Es gibt dann auch noch die Eltern von Naoko, Ehepaar Kobayashi. Noch herzlicher von den Großeltern in Japan aufgenommen zu werden, kann ich mir auch nicht vorstellen. Er gleich enthusiastisch mit der Translation-App stellt sich auf Deutsch vor, und sie verbeugt sich tief und erinnert mich mit ihrer fröhlichen und sehr lieb grinsenden Art sowie der Frisur und dem Körperbau an eine japanische Version meiner lieben Oma. Für sie ist alles, was ich sagen kann und auf japanische Weise zu machen weiß sugoi (das japanische Äquivalent zu cool), und er verbindet mich auf seinem Handy gleich nach dem Essen mit seiner ehemaligen Schülerin, die für eine Japanerin so ultragutes Deutsch spricht, dass ich verwirrt war, ob ich mit einer Deutschen oder Japanerin rede (er zeigte sie mir danach, etwas älter dem Foto nach und ziemlich hot!). Und ich glaube, er will gern mit mir saufen, denn von Anfang an fragt er Doctore: "Biru Biru Biru?" (Na, und was das heißt, brauche ich ja nicht zu übersetzen.)

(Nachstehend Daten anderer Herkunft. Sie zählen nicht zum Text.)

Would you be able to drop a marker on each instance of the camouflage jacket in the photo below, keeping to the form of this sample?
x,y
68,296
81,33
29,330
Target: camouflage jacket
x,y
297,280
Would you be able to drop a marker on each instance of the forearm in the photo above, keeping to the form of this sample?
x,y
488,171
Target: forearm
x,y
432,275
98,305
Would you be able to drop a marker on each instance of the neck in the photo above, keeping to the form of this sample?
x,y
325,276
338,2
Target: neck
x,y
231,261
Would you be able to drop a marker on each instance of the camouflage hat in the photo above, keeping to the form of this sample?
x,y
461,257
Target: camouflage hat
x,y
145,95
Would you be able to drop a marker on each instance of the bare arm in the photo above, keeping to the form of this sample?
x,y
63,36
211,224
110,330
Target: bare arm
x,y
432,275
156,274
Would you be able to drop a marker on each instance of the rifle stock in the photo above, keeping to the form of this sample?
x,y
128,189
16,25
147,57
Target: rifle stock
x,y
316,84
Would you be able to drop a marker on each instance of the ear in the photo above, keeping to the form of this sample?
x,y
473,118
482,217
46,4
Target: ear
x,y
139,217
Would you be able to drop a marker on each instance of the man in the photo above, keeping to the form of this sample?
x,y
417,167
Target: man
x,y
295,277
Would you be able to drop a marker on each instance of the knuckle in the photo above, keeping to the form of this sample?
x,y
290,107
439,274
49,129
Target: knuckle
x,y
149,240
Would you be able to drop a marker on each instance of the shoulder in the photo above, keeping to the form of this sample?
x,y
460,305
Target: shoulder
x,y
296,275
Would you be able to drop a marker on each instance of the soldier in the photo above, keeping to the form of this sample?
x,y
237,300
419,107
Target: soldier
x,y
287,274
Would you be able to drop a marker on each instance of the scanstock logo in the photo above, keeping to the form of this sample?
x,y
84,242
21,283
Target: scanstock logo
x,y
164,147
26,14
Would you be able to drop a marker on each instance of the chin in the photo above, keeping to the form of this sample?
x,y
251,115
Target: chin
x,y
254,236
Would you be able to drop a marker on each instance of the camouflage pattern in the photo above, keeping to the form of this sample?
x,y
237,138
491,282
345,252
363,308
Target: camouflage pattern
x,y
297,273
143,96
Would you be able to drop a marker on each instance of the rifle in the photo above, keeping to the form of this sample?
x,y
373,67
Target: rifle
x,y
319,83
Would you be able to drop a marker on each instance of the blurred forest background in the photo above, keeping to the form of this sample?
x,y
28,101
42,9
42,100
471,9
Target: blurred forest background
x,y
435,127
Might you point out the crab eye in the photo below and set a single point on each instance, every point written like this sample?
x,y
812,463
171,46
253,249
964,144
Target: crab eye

Natürlich ist in der kurzen Zeit auch was Seltsames passiert. (Ich habe mich schon gefragt, wann das geschehen würde.) Als Naoko und ich auf dem Weg waren, in der City Rentaro zu treffen, sprachen mich zwei sehr komische Kauze an, denen ich zurück grüßte. Der eine tat so, als verstünde er mich nicht, legte seine Hand ans Ohr und machte die Geste eines Schwerhörigen. Dann wollten die beiden näher kommen, Naoko aber zog mich beim Telefonieren bereits am Arm, was mir nur eines symbolisierte: Ignoriere diese Typen. So drehte ich mich um, ging mit ihr und hörte hinter mir seltsame Rufe, die uns erstmal zu folgen schienen. Ich meine, sie sahen nicht gefährlich aus oder so, aber ganz dicht waren die tatsächlich nicht.
Mein weiteres Vorgehen: erst Akklimatisieren, dann Losziehen. Bewaffnet bin ich bereits mit mobilem Internet auf dem Smartphone, japanischem Klapphandy der Firma Docomo und einer sogenannten Pasmo-Karte für stylisches Bahnfahren in Tokyo und Umgebung. Dieser Blog hat drei Tage in Vorbereitung gebraucht. Wie es halt immer so ist: Der Anfang ist wie ein fetter Faustschlag in die Magengrube, durch den sich die Darmschlingen zu Schmetterlingen verwandeln. Ich weiß eigentlich noch gar nicht richtig, wie es um mich geschieht. Episode 1: Augmentation betrifft diese erste halbe Woche in Japan. Ich sage schon mal: domo arigato gozaimasu.